The first-grader was healthy and active, even running cross-country at her elementary school, so her parents, Dan and Leann Wilcox, of Toledo, Ohio, didn't think much of it.
"Honestly, we kind of wrote it off as her just sleeping on her arm wrong," Dan Wilcox said.
They had no idea their 6-year-old daughter had had a stroke.
"If you would have told me when I was watching her run on the track that a few days later I'd be taking her to the hospital for a stroke, I'd have never believed it," Wilcox said. "But there were warning signs there."
Many people hear "stroke" and think only older adults, perhaps with heart disease or other underlying conditions, are stricken. But children can also suffer from strokes, although they are rare. Doctors estimate that about 6 out of 100,000 children have a stroke each year. Stroke is one of the top 10 causes of death for children in the U.S.
The cause of Erica's stroke made it even more unusual. Erica has Moyamoya, a rare condition in which the vessels feeding blood to the brain become narrowed over time as the walls of the arteries get thicker. Sensing the lower flow of blood, the body will try to compensate by sprouting new webs of smaller blood vessels to bypass the blockage, creating what the Japanese call Moyamoya, meaning "puff of smoke," on brain imaging scans.
Moyamoya primarily affects children and teens, who are usually unaware that their arteries are silently narrowing, choking off blood to their brains. Dr. Mark Bain, a neurosurgeon at the Cleveland Clinic, said often the condition is diagnosed only when a child comes to the hospital after having a stroke.
"A lot of times, the signs will be very subtle, like numbness or tingling in the limbs," Bain said. "It's such a rare thing to have a stroke in children that a lot of the time, people don't diagnose it right away."

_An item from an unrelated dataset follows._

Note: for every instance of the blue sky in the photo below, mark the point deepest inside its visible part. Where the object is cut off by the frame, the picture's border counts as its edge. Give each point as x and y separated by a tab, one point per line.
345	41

Weeks after Erica awoke with "fizziness" in her hand, Leann Wilcox was helping Erica with her homework, and noticed that she was using her left hand to write, even though she was right-handed. When Wilcox asked her to hold her pencil in her right hand, Erica said she couldn't. Hours later, Erica told her parents that she couldn't put her clothes on after taking a shower. By the time the Wilcoxes got to the hospital 10 minutes from their home, Erica couldn't move her lower arm at all.
"It was unbelievably scary," Dan Wilcox said.
Wilcox said Erica's doctors were initially perplexed and, spotting the "puff of smoke" blood vessels on her brain scans, thought that she had a brain tumor. But more tests revealed Erica's stroke and Moyamoya.
Doctors understand very little about the causes of Moyamoya, although a genetic basis for the disease is suspected. Bain said blood-thinning drugs like aspirin can be a short-term solution, but ultimately the best solution is surgery to try to restore the brain's blood flow.
Doctors help the brain get the blood it needs with the help of pieces of muscle, a surgical procedure called EDAMS. Surgeons take part of the chewing muscle on the side of the head and place it across the brain, securing it with a small piece of bone from the jaw. Bain said just how the procedure works is still something of a mystery.
"We think what happens is the muscle prompts the brain to have some kind of chemical-mediated response so that the brain gives off a factor that allows blood vessels to grow," Bain said.